Neanderthal's short squat body, massive limbs and lack of backward displacement at the shoulder joint may have hampered their ability to incorporate projectile weaponry. According to Jill Rhoades, an evolutionary anthropologist examinations of early modern European fossils show the backward displacement at the shoulder joint, but none of the small sampling of Neanderthal's skeletal remains carry this anatomical characteristic.
Modern athletes like baseball pitchers have this characteristic in one shoulder joint and it is referred to generally as their "throwing arm". When engaging in over head throwing activity, such as throwing a baseball or a spear, this increases the movement of the muscles and gives greater velocity and speed to the throw, according to Steven Churchill an anthropologist at Duke University. This missing technology, along with climate change and competing arrow-shooting humans significantly challenged Neanderthal and may have led to an eventual extinction.

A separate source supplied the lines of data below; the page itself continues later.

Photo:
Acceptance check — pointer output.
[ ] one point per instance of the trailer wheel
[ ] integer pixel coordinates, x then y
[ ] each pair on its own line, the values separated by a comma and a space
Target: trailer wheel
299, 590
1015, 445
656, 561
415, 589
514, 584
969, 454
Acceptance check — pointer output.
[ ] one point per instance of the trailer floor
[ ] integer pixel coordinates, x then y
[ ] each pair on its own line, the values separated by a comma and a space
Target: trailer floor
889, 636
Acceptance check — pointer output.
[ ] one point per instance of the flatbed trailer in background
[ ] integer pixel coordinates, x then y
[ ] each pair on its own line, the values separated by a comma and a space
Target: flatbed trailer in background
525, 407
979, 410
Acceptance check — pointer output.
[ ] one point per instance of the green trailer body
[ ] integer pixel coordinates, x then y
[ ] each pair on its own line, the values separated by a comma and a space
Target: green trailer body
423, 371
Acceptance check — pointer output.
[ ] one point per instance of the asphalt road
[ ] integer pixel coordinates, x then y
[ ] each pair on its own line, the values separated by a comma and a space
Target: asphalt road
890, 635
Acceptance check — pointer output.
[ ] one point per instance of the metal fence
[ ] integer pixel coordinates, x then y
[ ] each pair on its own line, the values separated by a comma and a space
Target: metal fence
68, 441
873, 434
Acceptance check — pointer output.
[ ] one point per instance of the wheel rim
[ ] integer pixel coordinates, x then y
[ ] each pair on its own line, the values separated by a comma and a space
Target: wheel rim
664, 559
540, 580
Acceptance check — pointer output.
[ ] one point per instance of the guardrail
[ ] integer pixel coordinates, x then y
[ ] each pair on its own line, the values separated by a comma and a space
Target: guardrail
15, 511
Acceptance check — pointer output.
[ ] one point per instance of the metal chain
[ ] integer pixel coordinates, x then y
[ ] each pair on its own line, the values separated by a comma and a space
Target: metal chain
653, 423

According to the Rhodes/Churchill study, habitual behavior patterns, including those related to the production and use of technology, can be imprinted on the skeleton through both genetic and epigenetic pathways. Samples of bilateral humeri sufficient for measurement of Neanderthals are rare. The study consisted of two males and one female. The study concludes, that while the sample was small, consistently it was found that Neanderthal lacked the characteristic "throwing arm" found in early modern man.
According to archeologist Eric Boeda of Paris X, Nanterre, Neanderthal was not without his resources. Boeda's team identified bitumen, a tar-like substance on sharpened stones in Syria inhabited by Neanderthal nearly 70,000 years ago. The bitumen was used as an adhesive to attach sharpened stones to wooden handle in a procedure called hafting. This finding by the Boeda research team using gas chromatography-mass spectrometry and carbon isotopes at 40km from the source places the hafting practice back 30,000 years from the date previously set in other research.
Anthropologists agree, Neanderthal could throw spears short distances, but never graduated to the use of bow and arrows or spear-throwing technologies. Some 40,000 years ago, modern humans trekked out of Africa to Europe taking their bows and arrows with them for fishing, hunting and warfare. The bow and arrow enabled modern man to engage his environment and adapt to various environments. While it is cannot be stated with absolute certainty, Neanderthal's inability or lack of interest in developing projectile weaponry may have been an important factor in his eventual demise. Scientists are uncertain as to whether modern human used bow and arrows or projectile devices against Neanderthal, but it is a distinct possibility.
For further reading on the subject, See Journal of Human Evolution, Volume 56, January 2009, Throwing in the Middle and Upper Paleolithic: inferences from an analysis of humeral retroversion, Jill Rhodes and Steven Churchill.